El cinismo moderno es una razón aliada al poder. Una sonrisa burlona que cae sobre quienes no lo tienen. Es un juicio despreciativo de la constitución débil o defectuosa de los cuerpos no poderosos. Es un acto subjetivo que extrae su superioridad de una complicidad explícita o tácita con los valores dominantes.
Los feminismos, como movimiento real -con las contradicciones que tiene todo movimiento real-, producen un saber de contrapoder respecto del carácter patriarcal de nuestras sociedades. Como todo movimiento que combate la lengua dominante, es una y otra vez convertido por la política convencional en un enemigo. Es por eso que se lo caricaturiza.
Que el presidente que hizo gala de su ignorancia declarando que en su gobierno se había abolido el patriarcado sea ahora acusado judicialmente de propiciar golpes y malos tratos a su ex pareja nos hace pensar. La noticia -con lo que se sabe hasta hoy- no hace sino confirmar hasta dónde llega la presencia del cinismo en el propio tejido de promesas -una y otra vez frustradas- del llamado progresismo político (sea peronista o no).
Seguir el hilo del cinismo es esclarecedor. No hay más que tomar los hechos publicitados en las últimas semanas para entender su verdadero alcance. Me refiero, por supuesto, a la visita que un grupo de legisladores de LLA hicieron al penal de Ezeiza para visitar a los genocidas capitaneados por Alfredo Astiz. Y a su gestión para que el Poder Ejecutivo Nacional actúe otorgándoles beneficios. El libro La llamada, de Leila Guerrero, que tanto se difunde estos días, se refiere precisamente a la violencia sexual en la ESMA. La verdad sobre las prácticas del Terrorismo de Estado no constituye un pasado olvidado. No hay cómo esconderse en la supuesta ignorancia de los hechos. Hace sólo unos días, el jefe de la publiscística oficial Agustín Lage insultó en las redes a las Madres de Plaza de Mayo y dijo que sus hijos estaban "bien muertos". Es decir: justificó y reivindicó las prácticas -que incluían las peores violaciones sexuales- del Terrorismo de Estado.
Seamos claros: el cinismo que nos atraviesa -estúpido y criminal- es el principal obstáculo para la regeneración de prácticas verdaderamente libertarias (en el sentido real que esa palabra tiene), es decir, productoras de igualdades.
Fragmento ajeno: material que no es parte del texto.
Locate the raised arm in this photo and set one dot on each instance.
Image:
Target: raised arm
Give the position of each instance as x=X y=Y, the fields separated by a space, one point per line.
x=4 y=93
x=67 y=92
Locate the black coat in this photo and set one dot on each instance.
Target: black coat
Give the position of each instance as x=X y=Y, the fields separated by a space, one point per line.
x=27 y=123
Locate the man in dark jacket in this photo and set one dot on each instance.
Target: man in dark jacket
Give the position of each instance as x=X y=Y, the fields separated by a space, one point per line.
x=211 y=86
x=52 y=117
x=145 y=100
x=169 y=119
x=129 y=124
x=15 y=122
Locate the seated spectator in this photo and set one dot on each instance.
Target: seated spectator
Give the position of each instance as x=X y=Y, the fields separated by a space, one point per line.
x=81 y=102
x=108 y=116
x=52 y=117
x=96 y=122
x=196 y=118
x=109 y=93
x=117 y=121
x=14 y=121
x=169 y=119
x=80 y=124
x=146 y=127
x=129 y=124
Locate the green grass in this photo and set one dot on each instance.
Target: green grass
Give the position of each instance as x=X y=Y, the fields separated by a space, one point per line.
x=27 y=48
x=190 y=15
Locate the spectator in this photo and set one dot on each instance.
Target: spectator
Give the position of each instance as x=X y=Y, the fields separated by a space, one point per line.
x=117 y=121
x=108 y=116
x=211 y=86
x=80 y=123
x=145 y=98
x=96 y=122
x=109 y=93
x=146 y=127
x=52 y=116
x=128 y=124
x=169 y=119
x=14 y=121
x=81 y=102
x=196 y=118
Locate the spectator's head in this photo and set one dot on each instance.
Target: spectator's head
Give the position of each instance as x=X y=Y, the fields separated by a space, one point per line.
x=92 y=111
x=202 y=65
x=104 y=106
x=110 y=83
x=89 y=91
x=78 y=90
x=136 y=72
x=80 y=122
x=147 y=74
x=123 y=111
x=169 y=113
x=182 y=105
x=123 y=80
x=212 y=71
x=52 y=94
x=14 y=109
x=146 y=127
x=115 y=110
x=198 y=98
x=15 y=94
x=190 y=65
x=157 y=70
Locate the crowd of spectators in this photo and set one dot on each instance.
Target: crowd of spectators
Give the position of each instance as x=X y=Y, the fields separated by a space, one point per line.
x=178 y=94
Todo aprendizaje contra el cinismo es un aprendizaje contra la avanzada corrupción del lenguaje. Pero ser claros no es fácil. Supone comprometerse en el ejercicio de buscar -dentro y fuera de cada quien- los recursos necesarios para combatir ese veneno -estúpido y criminal- lo mejor posible. Ejercitarse en un habla y una escucha no cínicas forma parte del entrenamiento elemental de una activa resistencia contra las fuerzas que promueven con éxito la descomposición del habla. Tal la magnitud del ataque que sufrimos. Pero no habría que confundir un habla clara con la facilidad de palabra que circula en la comunicación (en redes y medios). Porque esa aparente claridad es fluidez de circulación transaccional, y tiene la misma lógica diáfana de la circulación del dinero (como lo explicaba hace décadas Gilles Deleuze). No. Me refiero al pretencioso y exigente entrenamiento que nos permitiría no sucumbir del todo al agobio del cinismo presente en nosotros mismos (en lo individual, tanto como en lo grupal y en lo social mismo). No sugiero que tengamos las fuerzas para proponernos acabar con él (ni que exista en nosotros alguna instancia pura y autorizada para moralizar a nadie). No. Pero sí que sin combatir como se pueda este cinismo poderosamente organizado en la propia lengua política (y hasta militante) no habrá como reconstituir movimientos que vuelvan a conmover con la fuerza de la verdad.